In exact arithmetic (no rounding errors etc), the SVD of A is equivalent to computing the eigenvalues and eigenvectors of AᵀA. However, computing the “covariance” matrix AᵀA squares the condition number, i.e. it doubles the number of digits that you lose to roundoff errors. Of course, if you start with 15 digits and your matrix has a condition number of 10², so that you are only losing about 2 digits, then squaring the condition number to 10⁴ still leaves you with 10+ digits. But if your matrix is badly conditioned then you could have a big problem, especially if you have inaccurate data to start with. That’s why SVD methods typically work by bidiagonalization or similar methods that avoid forming AᵀA explicitly.
However, for PCA my understanding is that there is a saving grace, because in PCA you are usually only interested in a few largest singular values. In particular (covered in e.g. lecture 31 of Trefethen and Bau Numerical Linear Algebra), computing the k-th singular value σₖ via AᵀA increases the errors (compared to bidiagonalization-based SVD) by a factor of ≈ σ₁/σₖ where σ₁ is the largest singular value.
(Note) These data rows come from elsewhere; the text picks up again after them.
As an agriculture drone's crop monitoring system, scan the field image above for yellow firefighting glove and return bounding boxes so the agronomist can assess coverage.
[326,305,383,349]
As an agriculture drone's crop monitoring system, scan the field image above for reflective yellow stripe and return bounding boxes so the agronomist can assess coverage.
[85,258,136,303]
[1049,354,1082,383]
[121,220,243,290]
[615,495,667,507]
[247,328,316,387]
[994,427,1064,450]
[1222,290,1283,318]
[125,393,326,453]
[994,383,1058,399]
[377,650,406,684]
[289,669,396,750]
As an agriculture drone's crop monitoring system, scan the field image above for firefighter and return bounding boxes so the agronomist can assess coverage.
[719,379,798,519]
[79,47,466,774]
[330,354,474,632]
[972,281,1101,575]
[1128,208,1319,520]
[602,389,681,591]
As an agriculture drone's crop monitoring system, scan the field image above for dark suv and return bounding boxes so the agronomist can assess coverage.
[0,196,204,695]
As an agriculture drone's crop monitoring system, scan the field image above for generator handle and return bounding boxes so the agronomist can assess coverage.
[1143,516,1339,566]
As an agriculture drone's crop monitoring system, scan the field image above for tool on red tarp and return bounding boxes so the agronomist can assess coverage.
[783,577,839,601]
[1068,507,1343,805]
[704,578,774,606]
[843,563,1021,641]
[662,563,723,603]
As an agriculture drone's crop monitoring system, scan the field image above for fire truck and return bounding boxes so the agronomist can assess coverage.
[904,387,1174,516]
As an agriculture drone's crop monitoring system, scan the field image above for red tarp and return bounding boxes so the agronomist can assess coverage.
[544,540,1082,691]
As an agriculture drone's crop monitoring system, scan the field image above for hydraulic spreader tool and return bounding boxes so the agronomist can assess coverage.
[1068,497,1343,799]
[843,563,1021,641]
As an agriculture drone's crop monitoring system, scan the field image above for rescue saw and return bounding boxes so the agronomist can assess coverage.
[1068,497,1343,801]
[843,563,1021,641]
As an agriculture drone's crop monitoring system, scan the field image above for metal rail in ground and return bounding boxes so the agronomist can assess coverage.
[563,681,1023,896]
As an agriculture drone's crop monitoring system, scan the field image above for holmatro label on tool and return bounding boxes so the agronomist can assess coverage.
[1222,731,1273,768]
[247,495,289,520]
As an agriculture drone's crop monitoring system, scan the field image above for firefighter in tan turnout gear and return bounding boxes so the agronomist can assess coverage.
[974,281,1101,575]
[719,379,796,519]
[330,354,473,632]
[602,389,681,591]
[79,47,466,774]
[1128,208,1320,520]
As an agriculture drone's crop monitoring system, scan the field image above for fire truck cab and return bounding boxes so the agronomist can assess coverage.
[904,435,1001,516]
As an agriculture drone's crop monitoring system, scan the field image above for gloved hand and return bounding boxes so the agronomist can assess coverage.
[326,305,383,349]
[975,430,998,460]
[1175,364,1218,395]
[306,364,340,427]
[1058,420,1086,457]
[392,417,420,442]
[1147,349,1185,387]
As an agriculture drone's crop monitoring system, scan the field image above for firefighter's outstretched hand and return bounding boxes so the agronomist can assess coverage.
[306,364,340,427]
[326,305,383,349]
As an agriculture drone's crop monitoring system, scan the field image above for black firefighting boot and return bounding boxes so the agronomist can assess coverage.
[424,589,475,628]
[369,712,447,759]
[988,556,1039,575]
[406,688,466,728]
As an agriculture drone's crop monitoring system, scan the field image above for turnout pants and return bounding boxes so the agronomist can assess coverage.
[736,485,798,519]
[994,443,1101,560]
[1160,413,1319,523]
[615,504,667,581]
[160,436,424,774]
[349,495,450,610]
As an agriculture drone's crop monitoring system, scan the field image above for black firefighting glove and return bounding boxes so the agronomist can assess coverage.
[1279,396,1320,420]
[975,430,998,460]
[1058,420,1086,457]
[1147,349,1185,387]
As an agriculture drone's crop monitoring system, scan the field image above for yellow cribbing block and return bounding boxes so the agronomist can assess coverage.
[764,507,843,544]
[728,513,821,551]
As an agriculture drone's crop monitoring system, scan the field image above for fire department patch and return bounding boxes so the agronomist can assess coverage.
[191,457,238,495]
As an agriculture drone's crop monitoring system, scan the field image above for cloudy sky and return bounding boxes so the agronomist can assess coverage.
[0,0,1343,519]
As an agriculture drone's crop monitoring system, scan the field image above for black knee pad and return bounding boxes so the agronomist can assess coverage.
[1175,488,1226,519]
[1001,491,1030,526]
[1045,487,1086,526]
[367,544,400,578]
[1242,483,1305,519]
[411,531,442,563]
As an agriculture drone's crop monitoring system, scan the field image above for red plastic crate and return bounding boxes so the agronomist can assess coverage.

In consequence, as long as you are only interested in singular values and vectors close in magnitude to σ₁, as is typical in PCA, then working with the covariance matrix is not so bad.
See also the discussion in https://github.com/JuliaLang/julia/pull/21701 regarding the
svds function, which is typically used to compute only a few largest singular values (like for PCA) and hence the AᵀA method is attractive for computational efficiency despite the potential accuracy loss.